In this case the Inner House of the Court of Session – the Scottish Appeal Court – upheld a decision to award a pursuer £30,000 as a consequence of the defender's solicitors' failure to adhere to the timetable issued by the Court under the personal injury chapter 43 procedure.

This procedure was introduced in 2003 to encourage expeditious progress, early settlement and better use of court resources in personal injury actions.  In an attempt to reduce the number of settlements at the "doors of Court", the procedure requires parties to adhere to a strict timetable. In this case however, in the Court's view, the defender's solicitors had demonstrated a repeated disregard for the rules, culminating in them failing to lodge their statements of valuation of claim – an important step which is intended to bring forward the point in time at which parties focus their minds of the value of the case before the full hearing or Proof (in Scotland, the word “trial” is only used to refer to criminal trials or jury cases).  As a consequence, at First Instance, judgment was granted to the pursuer for £30,000 - the entire sum sued for - as well as the costs of the action.

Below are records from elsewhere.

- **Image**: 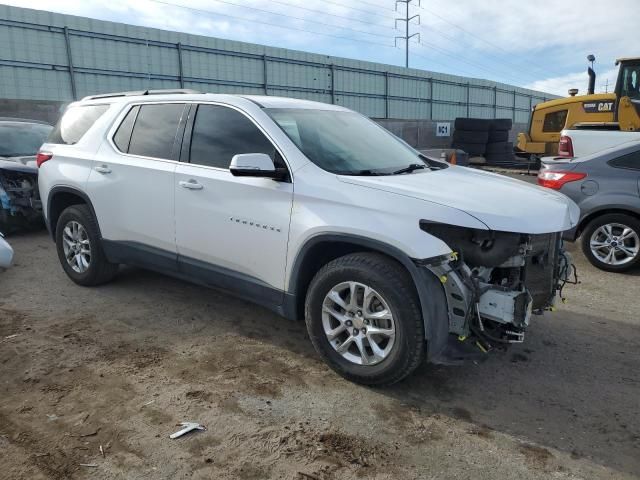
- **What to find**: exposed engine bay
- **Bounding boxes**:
[420,221,577,351]
[0,160,42,233]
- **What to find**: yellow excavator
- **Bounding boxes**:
[516,55,640,157]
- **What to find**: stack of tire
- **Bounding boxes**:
[484,118,516,166]
[451,118,491,157]
[451,118,515,166]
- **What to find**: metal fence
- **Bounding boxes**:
[0,6,553,122]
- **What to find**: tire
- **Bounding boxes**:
[489,130,509,143]
[305,253,426,385]
[486,142,513,155]
[489,118,513,131]
[451,142,487,157]
[56,205,118,287]
[581,213,640,272]
[485,152,516,165]
[453,117,491,132]
[453,130,489,143]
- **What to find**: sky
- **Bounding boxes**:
[0,0,640,96]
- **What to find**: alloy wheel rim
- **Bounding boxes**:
[589,223,640,266]
[62,220,91,273]
[322,282,396,365]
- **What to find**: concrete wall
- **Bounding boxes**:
[0,98,65,125]
[0,5,553,122]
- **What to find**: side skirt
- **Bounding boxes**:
[102,239,288,318]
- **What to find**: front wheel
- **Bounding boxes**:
[305,253,426,385]
[582,213,640,272]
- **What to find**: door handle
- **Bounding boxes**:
[178,180,204,190]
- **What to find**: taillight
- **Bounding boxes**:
[558,135,573,157]
[36,152,53,168]
[538,170,587,190]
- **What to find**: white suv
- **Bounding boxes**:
[37,91,579,385]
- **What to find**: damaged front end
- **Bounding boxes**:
[0,160,42,233]
[420,221,577,363]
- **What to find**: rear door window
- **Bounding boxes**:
[125,103,184,160]
[190,105,282,168]
[47,104,109,145]
[542,110,567,133]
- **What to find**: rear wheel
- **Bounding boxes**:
[56,205,118,286]
[582,213,640,272]
[305,253,426,385]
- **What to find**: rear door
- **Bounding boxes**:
[174,104,293,303]
[87,103,188,262]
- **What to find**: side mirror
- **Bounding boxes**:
[229,153,287,180]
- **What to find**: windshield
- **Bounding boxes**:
[0,122,53,157]
[265,108,428,175]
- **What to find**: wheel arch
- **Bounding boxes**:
[575,206,640,238]
[46,186,102,241]
[287,234,449,357]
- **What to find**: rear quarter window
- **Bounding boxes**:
[47,105,109,145]
[608,152,640,170]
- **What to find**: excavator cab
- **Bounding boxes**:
[517,55,640,157]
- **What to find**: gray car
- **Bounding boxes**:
[538,142,640,272]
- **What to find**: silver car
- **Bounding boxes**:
[538,141,640,272]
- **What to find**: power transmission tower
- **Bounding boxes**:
[395,0,420,68]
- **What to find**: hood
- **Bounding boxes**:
[338,166,580,234]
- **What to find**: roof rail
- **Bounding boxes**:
[82,88,203,100]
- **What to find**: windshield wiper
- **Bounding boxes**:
[342,169,388,177]
[392,163,427,175]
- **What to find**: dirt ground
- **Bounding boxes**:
[0,233,640,480]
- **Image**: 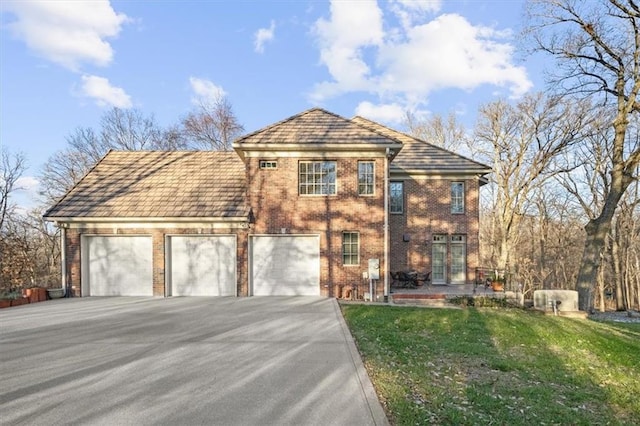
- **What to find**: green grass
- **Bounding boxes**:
[342,305,640,425]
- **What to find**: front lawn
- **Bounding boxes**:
[342,305,640,425]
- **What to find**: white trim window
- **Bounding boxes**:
[389,181,404,214]
[358,161,375,195]
[260,160,278,170]
[298,161,336,195]
[451,182,464,214]
[342,232,360,266]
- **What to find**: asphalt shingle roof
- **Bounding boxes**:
[45,151,249,218]
[351,117,491,173]
[234,108,399,147]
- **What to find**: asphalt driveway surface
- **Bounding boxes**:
[0,297,387,425]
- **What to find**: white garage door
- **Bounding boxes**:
[251,235,320,296]
[168,235,236,296]
[82,236,153,296]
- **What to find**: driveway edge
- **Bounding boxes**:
[332,299,390,426]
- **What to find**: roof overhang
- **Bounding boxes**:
[233,141,402,159]
[44,216,249,224]
[389,164,491,176]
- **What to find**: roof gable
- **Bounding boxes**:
[351,117,492,174]
[44,151,249,219]
[233,108,401,149]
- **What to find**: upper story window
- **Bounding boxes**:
[389,182,404,213]
[260,160,278,170]
[358,161,375,195]
[451,182,464,214]
[298,161,336,195]
[342,232,360,265]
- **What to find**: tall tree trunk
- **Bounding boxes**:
[576,219,611,312]
[598,265,607,312]
[611,235,625,311]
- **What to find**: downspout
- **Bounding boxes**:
[384,148,391,302]
[60,226,69,297]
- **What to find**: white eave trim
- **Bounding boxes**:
[233,142,402,152]
[44,216,249,223]
[391,166,492,176]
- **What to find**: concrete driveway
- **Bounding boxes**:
[0,297,388,425]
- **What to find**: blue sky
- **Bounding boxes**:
[0,0,543,206]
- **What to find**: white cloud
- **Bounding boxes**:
[5,0,129,71]
[82,75,133,108]
[314,0,384,97]
[310,0,532,109]
[389,0,442,28]
[189,77,226,105]
[254,21,276,53]
[356,101,406,124]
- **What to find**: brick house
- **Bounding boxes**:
[44,108,490,300]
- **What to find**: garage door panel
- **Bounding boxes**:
[251,236,320,296]
[170,236,237,296]
[84,236,153,296]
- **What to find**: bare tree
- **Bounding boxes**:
[0,148,27,232]
[529,0,640,310]
[472,94,587,269]
[182,93,244,151]
[40,108,190,204]
[405,112,467,152]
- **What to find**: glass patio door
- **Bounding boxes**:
[431,235,447,284]
[451,235,467,284]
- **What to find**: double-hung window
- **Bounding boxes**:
[298,161,336,195]
[358,161,375,195]
[451,182,464,214]
[389,182,404,213]
[342,232,360,265]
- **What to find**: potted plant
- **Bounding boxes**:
[491,271,505,291]
[47,287,64,299]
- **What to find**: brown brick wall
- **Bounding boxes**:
[247,157,384,296]
[389,177,479,282]
[66,226,248,296]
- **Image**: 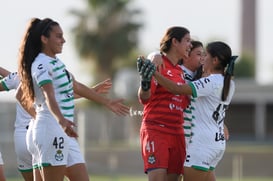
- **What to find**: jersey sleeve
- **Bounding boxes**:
[189,77,214,98]
[1,72,20,91]
[32,61,52,87]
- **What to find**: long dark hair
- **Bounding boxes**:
[18,18,58,107]
[206,41,238,101]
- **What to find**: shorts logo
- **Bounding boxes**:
[148,155,155,164]
[55,150,64,161]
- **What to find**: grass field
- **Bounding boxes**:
[7,176,273,181]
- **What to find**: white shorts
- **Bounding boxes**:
[14,128,32,172]
[26,120,39,169]
[184,144,225,171]
[66,137,85,167]
[32,114,69,167]
[0,152,4,165]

The defender's solicitors appealed the decision, arguing that the Judge had gone beyond the reasonable exercise of his power of discretion. However, the Inner House, were equally as uncompromising as the Judge at First Instance, noting that the defender's solicitors had adopted an entirely cavalier approach to all the steps in the timetable throughout the action.  This included only lodging skeletal pleadings, failing to lodge any productions or list witnesses and then attempting to discharge the proof. The Inner House took the view that these persistent oversights suggested a "casual" approach to the timetable, with the failure to lodge the valuation as the most serious omission. They took the view that this alone would have been enough to have persuaded them to uphold the Judge's decision.

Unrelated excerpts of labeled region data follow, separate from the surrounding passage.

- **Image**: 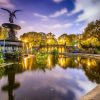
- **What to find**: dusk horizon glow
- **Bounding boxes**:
[0,0,100,37]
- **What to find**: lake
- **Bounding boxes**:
[0,54,100,100]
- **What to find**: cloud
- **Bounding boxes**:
[33,13,48,20]
[68,0,100,22]
[0,0,14,8]
[19,20,26,24]
[33,8,67,21]
[50,8,67,18]
[44,23,72,29]
[53,0,64,3]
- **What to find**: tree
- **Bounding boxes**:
[58,34,71,46]
[46,32,58,45]
[0,27,8,40]
[81,20,100,48]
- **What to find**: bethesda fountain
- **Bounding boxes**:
[0,8,22,52]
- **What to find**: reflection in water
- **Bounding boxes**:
[22,54,100,83]
[0,54,100,100]
[2,65,20,100]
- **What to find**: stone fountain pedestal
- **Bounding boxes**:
[0,23,22,52]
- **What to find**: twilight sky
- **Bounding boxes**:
[0,0,100,37]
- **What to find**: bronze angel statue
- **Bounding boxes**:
[1,8,21,23]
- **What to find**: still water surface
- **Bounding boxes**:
[0,55,100,100]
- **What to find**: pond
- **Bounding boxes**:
[0,55,100,100]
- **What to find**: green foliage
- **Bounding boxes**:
[0,52,4,64]
[83,20,100,40]
[51,49,58,56]
[0,67,5,78]
[0,27,8,40]
[36,51,48,64]
[32,49,37,55]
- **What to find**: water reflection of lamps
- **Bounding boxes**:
[2,65,20,100]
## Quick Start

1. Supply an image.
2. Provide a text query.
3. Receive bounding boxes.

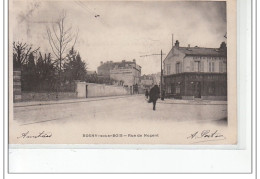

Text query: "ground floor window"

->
[175,85,181,94]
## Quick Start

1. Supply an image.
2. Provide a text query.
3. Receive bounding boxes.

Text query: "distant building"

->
[140,75,155,92]
[97,61,115,78]
[163,40,227,100]
[110,59,141,87]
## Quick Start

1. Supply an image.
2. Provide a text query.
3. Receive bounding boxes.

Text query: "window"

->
[176,62,181,73]
[209,62,215,72]
[166,65,171,75]
[194,61,201,72]
[219,62,223,73]
[175,85,181,94]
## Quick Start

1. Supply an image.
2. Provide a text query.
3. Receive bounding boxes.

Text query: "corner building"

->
[163,40,227,100]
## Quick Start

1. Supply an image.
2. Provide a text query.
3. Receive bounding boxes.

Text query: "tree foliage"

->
[63,47,87,83]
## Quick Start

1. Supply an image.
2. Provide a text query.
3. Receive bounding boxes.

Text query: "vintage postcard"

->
[9,0,238,147]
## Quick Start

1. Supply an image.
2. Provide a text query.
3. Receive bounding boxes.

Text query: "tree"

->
[63,47,87,83]
[13,42,40,68]
[47,10,78,72]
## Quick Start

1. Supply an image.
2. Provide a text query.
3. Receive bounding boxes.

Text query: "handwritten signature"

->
[17,131,52,139]
[187,130,226,142]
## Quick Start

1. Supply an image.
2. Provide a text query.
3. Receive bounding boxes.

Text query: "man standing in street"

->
[149,85,160,111]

This decision underlies the importance of parties adhering to Court rules and demonstrates that the Court can and will impose the ultimate sanctions for failure to do so.  The Courts in Scotland appear to be following the English Court’s post-Jackson hardline approach to costs budgeting and adherence to Court rules as established in the landmark case of Andrew Mitchell MP v. News Group Newspapers.

Clearly solicitors on both sides of the border can be in no doubt that a strict compliance with the rules and Court timetables is absolutely crucial and now, more than ever, will form the cornerstone of successful litigation.